9th Circuit Court Grants ‘Friend of the Court’ Status to Fight Injunction of SB 1070
Phoenix, AZ – The 9th Circuit Court of Appeals this week granted permission to Sheriff Larry Dever of Cochise County to join the appeal of the injunction of Arizona immigration SB 1070, barring certain parts of the law from being enforced. Sheriff Dever has seen the threat of illegal immigration firsthand but has been largely shut out of the debate in court.
“Arizona’s citizens need every uniformed officer in the State of Arizona enforcing Federal Immigration laws,” said Dever. “SB 1070 was put in place to give Arizonans the assurance that every officer across the State is doing everything they can to stop the flow of drugs and violence. We look forward to participate in the hearings and welcome the day when we can use all the tools necessary to secure our borders.”
On September 2, Sheriff Dever, honorary chairman of www.bordersheriffs.com which helps Arizona sheriffs fight lawsuits by the ACLU and the Justice Department against Arizona, filed an Amicus Curiae brief requesting permission to participate in the appeal of the District Court’s preliminary injunction preventing the inaction and enforcement of SB 1070. On Monday, the 9th Circuit Court of Appeals reviewed and granted the motion and determined that Sheriff Dever's perspective on this dispute is valuable and will consider his arguments seeking to vacate the preliminary injunction.
In light of this development, Sheriff Dever will request that his counsel be allowed to participate in the oral argument proceedings, which are scheduled to be conducted November 1 in San Francisco.

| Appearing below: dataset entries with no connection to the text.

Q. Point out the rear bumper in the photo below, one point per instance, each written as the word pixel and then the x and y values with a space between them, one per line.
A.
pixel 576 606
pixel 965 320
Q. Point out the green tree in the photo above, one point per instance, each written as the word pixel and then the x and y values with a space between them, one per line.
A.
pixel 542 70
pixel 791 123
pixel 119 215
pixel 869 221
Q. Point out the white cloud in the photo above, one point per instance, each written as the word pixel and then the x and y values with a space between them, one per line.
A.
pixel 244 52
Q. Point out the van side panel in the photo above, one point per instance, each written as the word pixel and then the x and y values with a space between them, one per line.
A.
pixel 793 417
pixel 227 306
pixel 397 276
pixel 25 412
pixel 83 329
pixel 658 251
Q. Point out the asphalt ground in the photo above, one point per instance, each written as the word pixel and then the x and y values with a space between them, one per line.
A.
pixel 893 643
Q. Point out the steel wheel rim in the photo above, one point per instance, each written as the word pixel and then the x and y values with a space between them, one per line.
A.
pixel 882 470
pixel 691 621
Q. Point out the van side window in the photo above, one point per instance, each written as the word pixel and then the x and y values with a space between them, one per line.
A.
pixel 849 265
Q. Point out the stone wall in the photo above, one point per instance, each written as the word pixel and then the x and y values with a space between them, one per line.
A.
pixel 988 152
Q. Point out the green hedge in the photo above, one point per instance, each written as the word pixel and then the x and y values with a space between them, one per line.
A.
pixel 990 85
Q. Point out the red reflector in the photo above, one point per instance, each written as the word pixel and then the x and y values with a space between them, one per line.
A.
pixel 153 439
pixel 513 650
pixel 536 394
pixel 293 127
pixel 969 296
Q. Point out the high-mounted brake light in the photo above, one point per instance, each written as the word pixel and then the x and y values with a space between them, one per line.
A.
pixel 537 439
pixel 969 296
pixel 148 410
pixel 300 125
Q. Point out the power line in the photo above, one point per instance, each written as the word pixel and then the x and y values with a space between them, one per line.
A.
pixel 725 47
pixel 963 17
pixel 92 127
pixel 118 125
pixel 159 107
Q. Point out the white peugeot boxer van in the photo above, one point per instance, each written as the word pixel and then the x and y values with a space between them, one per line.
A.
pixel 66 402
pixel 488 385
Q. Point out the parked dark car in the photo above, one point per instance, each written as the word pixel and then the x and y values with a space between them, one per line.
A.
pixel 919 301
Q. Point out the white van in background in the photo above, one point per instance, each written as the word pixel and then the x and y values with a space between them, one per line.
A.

The brief challenges Judge Susan Bolton’s ruling striking down key portions of SB 1070. Section 2(b) of SB 1070 requires that law enforcement, with reasonable suspicion that someone is in the country unlawfully, check immigration status but does not require that law enforcement check immigration status of every arrestee. Despite that language, the Federal District Court prevented SB 1070 from going into effect in part by incorrectly reading the statute to require that every single detention by a uniformed officer would require an immigration status check.